3.4. Catalyst Characterisation

XRD measurements were performed using a Bruker D8 Advance instrument with the following conditions: voltage 40 kV, current 40 mA, Cu-Kα radiation source (λ = 1.54056 Å), diffraction range 10–80°, and a typical scanning speed of 0.4 °/min.

The SSAs and pore volumes of the catalysts were measured using the Micromeritics ASAP-2460 automatic rapid surface area analyzer (Micromeritics Instrument Corporation, Shanghai, China). The measurement conditions were as follows: the catalyst samples were placed in a vacuum oven and dried at 50 °C for 72 h. Prior to measurement, the samples were degassed with nitrogen at 100 °C for 12 h. The specific surface area of the catalysts was then determined at −196 °C.

AC-STEM was performed using a TECNAI G2 F20 transmission electron microscope manufactured by FEI (Hillsboro, OR, USA). The measurement conditions were as follows: working voltage of 200 kV. The samples were thoroughly ground and dispersed in anhydrous ethanol for 1 h of ultrasonication. Afterward, a droplet of the clear middle liquid was placed on a copper grid using a pipette, and the sample was left to dry as the ethanol evaporated before being placed in the sample chamber.

The average particle size (d) of the catalyst was calculated using Equation (3):

$$\mathrm{d}={\displaystyle \frac{\sum n_i{d}_i^3}{\sum n_i{d}_i^2}}$$

(3)

where $n_i$ represents the number of catalyst particles with a diameter $d_i$, and $d_i$ represents the particle size of the catalyst. i represents the total number of particles in the image.

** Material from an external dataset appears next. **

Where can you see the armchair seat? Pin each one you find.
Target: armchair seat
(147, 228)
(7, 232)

XPS is used to determine the types and oxidation states of elements, primarily for studying the elemental composition and various oxidation states at the surface of materials. In this study, XPS analysis was performed using an ESCALAB250Xi system (Thermo Fisher Scientific, Shanghai, China) to analyze the electronic environment of the surface elements of the catalyst. The test used an Al-Kα radiation source (1486.6 eV, with a pass energy of 30.0 eV). Binding energies were calibrated based on the position of the C 1s peak at 284.8 eV, and the spectra were analyzed following references from the literature.

4. Conclusions

The direct synthesis of H₂O₂ from H₂ and O₂ is an atom-efficient approach compared to the industrial production process. Herein, THPC, the protective-ligand, stabilized Pd-Au alloy NPs were immobilized onto AC support for this reaction. STEM-EDX confirmed composition-tunable Pd-Au nanoalloys with uniform homogeneous distribution and controlled particle sizes via THPC stabilization. The strong interaction between Pd and Au within alloy NPs modified their electronic structures, exhibiting the optimal ratio at 3/1. The optimized Pd₃Au₁/AC-THPC catalyst displays the maximum H₂O₂ productivity (165 mol/(kg_Pd·h) and selectivity (82.3%) at 10 min. The reduced H₂O₂ productivity and selectivity were observed due to the high H₂O₂ degradation rate under the mild reaction conditions: 1 bar and 10 °C. Its high activity can be maintained for three cycles of reaction. This research would benefit the design of selective bimetallic catalysts.